Evaluate False Positive Negative Risk
Use molecular-test evidence to evaluate false positive/negative risk accurately.
- Control logic: Molecular results need positive and negative controls.
- Signal interpretation: Bands, colors, curves, and E-values must be compared to a rule.
Prerequisites are inferred: pending teacher review.
Re-learn the skill with worked practice and clear examples.
Use a 2x2 table to weigh a false positive against a false negative and pick the error to avoid most.
| Test result | Truly infected | Truly healthy |
|---|---|---|
| Test says POSITIVE | 90 (true positive) | 8 (false positive) |
| Test says NEGATIVE | 10 (false negative) | 92 (true negative) |
A clinic uses a first SCREENING test for a serious, treatable infection. Why do they design the screen to avoid false negatives even if it raises false positives?
Reviewed| Test result | Truly infected | Truly healthy |
|---|---|---|
| Test says POSITIVE | 90 (true positive) | 8 (false positive) |
| Test says NEGATIVE | 10 (false negative) | 92 (true negative) |
- A.A false negative would tell an infected person they are clear, so the disease goes untreated and can spread
- B.A false positive is always more dangerous than a false negative
- C.Screening tests are not allowed to make any errors
- D.Avoiding false negatives makes the test cheaper
Show the worked solution ▾
Answer: A. A false negative would tell an infected person they are clear, so the disease goes untreated and can spread
- Step 1: Spot the goal of a screen: A screen should not miss real cases.

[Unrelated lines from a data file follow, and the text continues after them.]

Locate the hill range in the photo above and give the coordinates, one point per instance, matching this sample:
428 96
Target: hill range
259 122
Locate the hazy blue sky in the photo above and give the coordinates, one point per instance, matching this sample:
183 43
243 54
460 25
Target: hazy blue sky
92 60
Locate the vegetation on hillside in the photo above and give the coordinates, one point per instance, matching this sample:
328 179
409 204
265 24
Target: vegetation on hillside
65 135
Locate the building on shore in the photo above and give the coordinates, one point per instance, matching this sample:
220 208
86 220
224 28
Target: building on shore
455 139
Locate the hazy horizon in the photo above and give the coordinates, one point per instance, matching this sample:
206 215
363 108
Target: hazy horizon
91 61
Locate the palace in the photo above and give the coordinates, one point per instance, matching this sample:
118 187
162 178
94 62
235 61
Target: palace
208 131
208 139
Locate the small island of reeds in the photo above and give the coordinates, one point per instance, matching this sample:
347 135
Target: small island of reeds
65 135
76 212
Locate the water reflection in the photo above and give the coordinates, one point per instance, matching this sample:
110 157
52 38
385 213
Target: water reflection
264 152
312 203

- Step 2: Trace the harm: Missing a case = an infected person believes they are clear and gets no treatment.
Why it's right: Missing a real case (false negative) leaves an infectious, treatable disease untreated, so a screen is built to avoid that error first.

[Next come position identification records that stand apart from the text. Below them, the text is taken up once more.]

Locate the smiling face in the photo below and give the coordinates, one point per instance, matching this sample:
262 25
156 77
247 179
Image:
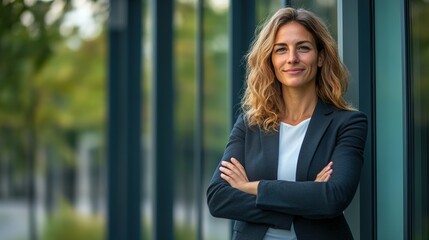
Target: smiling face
295 57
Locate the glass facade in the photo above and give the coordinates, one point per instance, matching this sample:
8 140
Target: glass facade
52 119
54 113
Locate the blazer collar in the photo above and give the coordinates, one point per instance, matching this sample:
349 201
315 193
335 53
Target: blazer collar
270 143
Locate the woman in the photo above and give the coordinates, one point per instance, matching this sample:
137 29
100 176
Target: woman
293 160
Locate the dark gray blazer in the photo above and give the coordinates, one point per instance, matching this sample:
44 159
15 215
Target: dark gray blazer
316 209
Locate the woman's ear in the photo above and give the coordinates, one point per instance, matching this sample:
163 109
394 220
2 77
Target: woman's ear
321 58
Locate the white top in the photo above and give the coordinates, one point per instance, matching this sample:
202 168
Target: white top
290 142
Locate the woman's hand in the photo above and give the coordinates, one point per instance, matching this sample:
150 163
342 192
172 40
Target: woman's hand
325 174
235 174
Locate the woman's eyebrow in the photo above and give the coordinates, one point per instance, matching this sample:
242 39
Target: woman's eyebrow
300 42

- B: Which error is worse depends on the situation, not a fixed rule.
- C: Every real test makes some errors; the goal is to choose which error to minimize.
- D: Cost is not the reason; the reason is patient and public-health harm.
Aligned to Biotechnology Research and Experiments · reading level ~grade 9
- In Unit 1.1 ELISA Lab & Controls, this skill turns class evidence into a result another person can check.
Fill these in as you work through the lesson.
- False positive (the test says ____ when the person is really healthy):
- False negative (the test says ____ when the person is really sick):
- Screening test (the first, wide test used to ____ as many real cases as possible):
- Confirmatory test (the second test that must be ____ before treatment starts):
A screening test should avoid negatives so it does not miss a case, and a confirmatory test should avoid positives so it does not treat a healthy person.
- Which box in the 2x2 table is a false positive, and which is a false negative?
- For a first screen of a treatable infection, which error is worse and why?
- Why does a confirmatory test flip which error matters most?
A screen flags 8 healthy people and misses 0 sick people. Decide whether that trade-off is acceptable for a first screen, then say what those 8 people need next.